Я вдруг подумала, что в ноябре на этот пляж не поехал бы никто из наших знакомых.


Папа повел меня ужинать в рыбный ресторан на окраине города. Когда-то они дружили с шеф-поваром, и папа надеялся, что тот все еще там работает. С их последней встречи прошло почти десять лет. Стемнело, фонарей на улице не было, но папа хорошо помнил дорогу, и десять минут спустя он показал мне ресторан на уже спящем перекрестке. Это было здание с большими квадратными окнами – единственный источник света на улице.
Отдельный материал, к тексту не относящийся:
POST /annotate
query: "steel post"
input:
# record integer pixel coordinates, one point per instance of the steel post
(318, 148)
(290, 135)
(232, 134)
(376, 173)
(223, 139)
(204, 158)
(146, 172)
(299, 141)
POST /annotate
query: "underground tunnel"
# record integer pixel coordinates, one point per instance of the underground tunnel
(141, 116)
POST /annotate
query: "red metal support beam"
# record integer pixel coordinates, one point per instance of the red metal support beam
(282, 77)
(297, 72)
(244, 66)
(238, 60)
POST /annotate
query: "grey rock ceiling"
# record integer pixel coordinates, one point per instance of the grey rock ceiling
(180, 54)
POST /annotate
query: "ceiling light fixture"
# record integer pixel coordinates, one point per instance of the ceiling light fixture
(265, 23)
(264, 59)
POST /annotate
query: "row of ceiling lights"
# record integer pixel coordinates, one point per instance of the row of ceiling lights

Внутри он не производил особого впечатления. Белые скатерти и салфетки, на стенах несколько черно-белых фотографий в рамках. Официант усадил нас около окна. Папа спросил, здесь ли Пьер, и официант тут же приветливо заулыбался.

– Шеф-повар на кухне, – отозвался он. – Я ему скажу, что вы тут.

Намазывая масло на хлеб, папа склонился ко мне.

– То, как выглядит этот ресторан, не главное. Сюда приходят ради еды. – Он огляделся с заметным удовольствием. – Ресторан не менялся с тех пор, как открылся в восьмидесятые. Тут всем безразлично, кто ты такой.

Я посмотрела на других гостей – в основном это были пожилые пары.

– Летом зал набит битком, – прибавил папа, – но обслуживание здесь всегда безупречное.

К нашему столику подошел высокий мужчина в белом поварском кителе. Он потряс папину руку как давний знакомый. Папа поднялся и поцеловал его в обе щеки.

– Как же я рад нашей встрече, – сказал шеф-повар. – Месье министр!

Некоторое время они стояли и изучали друг друга. Потом шеф-повар повернулся ко мне.

– Ты похожа на своего отца в юности. Сейчас ты настоящая красавица.

– Добрый вечер, месье, – сказала я. – Приятно с вами познакомиться.

– И хорошо воспитана, – сказал шеф-повар, поворачиваясь к папе. – Сколько же ей лет?

Сердце подпрыгнуло и забилось у меня в горле. Я боялась, что папа забыл.

– Четырнадцать, – ответил он без запинки.

– Ты не помнишь, что уже была здесь, да? – спросил шеф-повар. Его ласковые глаза слегка сощурились, когда он вглядывался в мое лицо. – Тебе было лет пять, но я должен сказать, что ты съела целую тарелку супа из спаржи.

Папа засмеялся.

– Пьер сделал еще и красивое блюдо из авокадо специально для тебя. Он нарезал его тонко-тонко, как бумагу, и разложил веером на тарелке. И как только ты увидела авокадо, Марго, ты взяла вилку и размяла его.

– Ну а как еще она должна была его есть? – сказал шеф-повар. – У нее хорошее чутье, совсем как у ее отца.

– У нее чутье куда лучше, чем у меня, – отозвался папа.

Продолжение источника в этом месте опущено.